Kennen Sie die Situationen wo sie nicht wissen was sie tun sollen? Sie finden keinen Einstieg zu einem Lösungsweg oder fühlen sich hin und her gerissen. Was tun? Schreiben sie bei solchen Problemen mindestens zwei (besser drei) Handlungsalternativen auf; wichtig: machen Sie das schriftlich, das zwingt sie zu einem klaren Ausdruck / klaren Gedanken und zur Abgrenzung der Alternativen. Oft ist es dann so, dass die bevorzugte Alternative dann „ins Auge springt“. Falls nicht, diskutieren Sie das mit ihrem Umfeld und / oder nehmen Sie sich ihre Notizen mit etwas zeitlichem Abstand wieder zur Hand.

  

Zum Abschluss noch einige Gedanken welche sie auf den richtigen Pfad bringen sollen.
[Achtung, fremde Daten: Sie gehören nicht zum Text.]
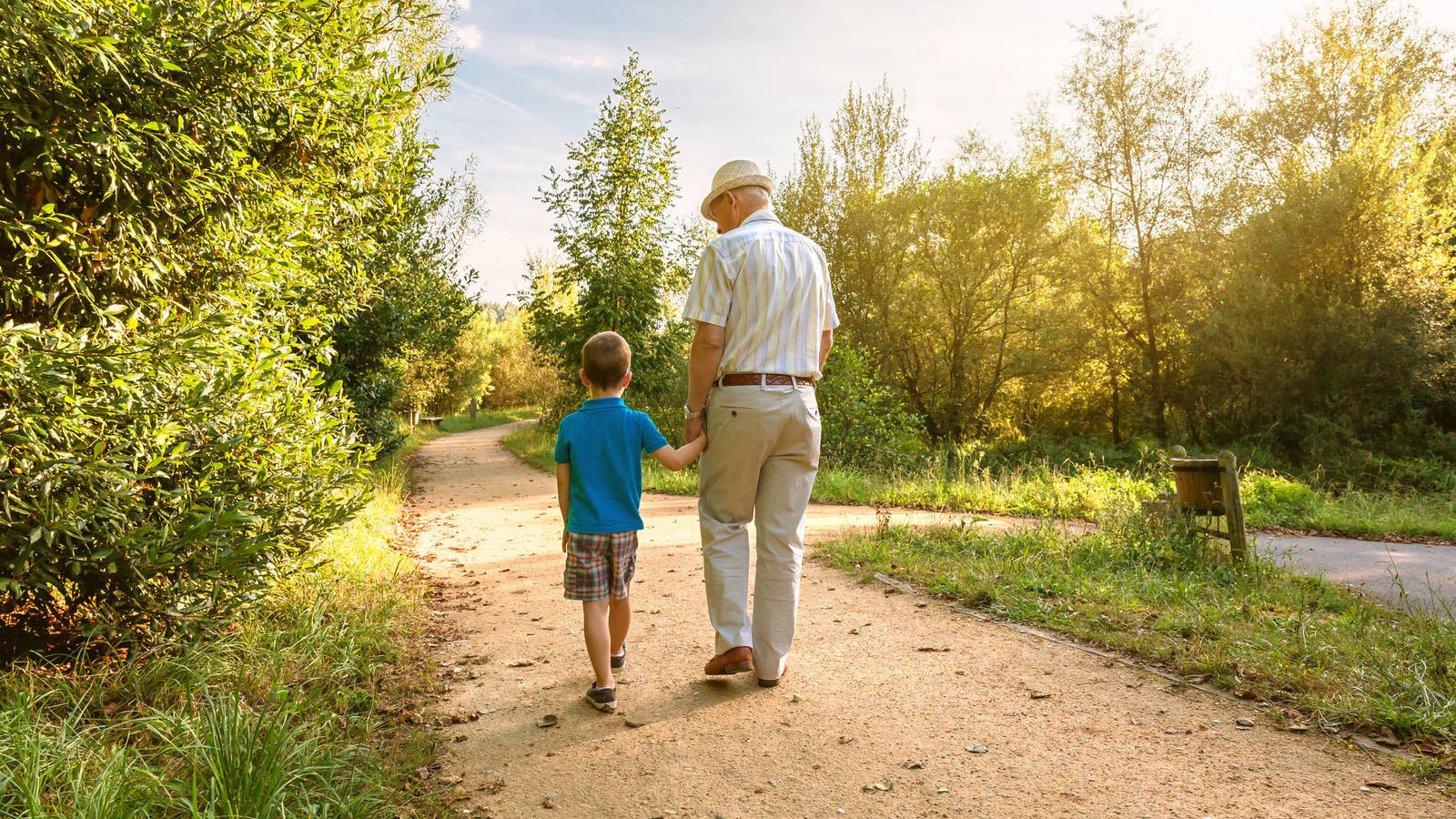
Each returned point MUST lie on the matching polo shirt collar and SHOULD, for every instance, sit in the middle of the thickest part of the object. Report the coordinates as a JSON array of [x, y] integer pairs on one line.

Was braucht es als erlern- und trainierbare Fähigkeiten? 

  • Machen Sie sich Gedanken über das Zielbild; denken sie von der Zukunft her, also „rückwärts“. 
  • Welchen Zustand strebe ich an?
  • einen angstfreien Umgang mit Ungewissheit und Überraschungen
  • ein Verlassen der eigenen Sicherheits- und  Komfortzone
  • ein Überwinden der eigenen Gewohnheiten und Routinen
  • ein Denken und Arbeiten in Alternativen; was mache ich dann, wenn mein Plan A scheitert
  • eine Diskussion mit dem eigenen Umfeld (Kollegen, Familie, Freunde). Das eröffnet einem in der Regel neue Gedanken bzw. gibt wertvolle Impulse
  • die Fähigkeit zur Reflektion bzw. Selbstbeobachtung (Warum tue ich mich mit der Veränderung so schwer? Was löst diese für Gefühle in mir aus? Wovor habe ich konkret Angst? Was ist das schlimmste was passieren kann?...)

 

 

Noch zwei Gedanken, welche die permanente / lebenslange Notwendigkeit zur Weiterentwicklung untermauern sollen: 

 

  1. Wann ist eine Innovation aus Perspektive der überrollten Unternehmen bzw. Branche disruptiv (eines diese völlig hippen Plastikwörter)? Nur dann wenn man an seinem Plan A (also dem festgefahrenen Muster) festgehalten hat und keine eigene Ideen und Innovationen auf den Markt gebracht hat.
  2. Oder nochmal ein anderer Kontext: Hätten Dinosaurier wirkungsvoller alternative Wege verfolgt, hätten sie also die eingetretenen Pfade frühzeitig verlassen, so würden sie vielleicht heute noch, wenn auch sicherlich stark verändert, existieren.

 

Möchten sie der nächste Dinosaurier sein? Falls nein, empfehle ich ihnen sich mit der Materie schnellstens zu beschäftigen...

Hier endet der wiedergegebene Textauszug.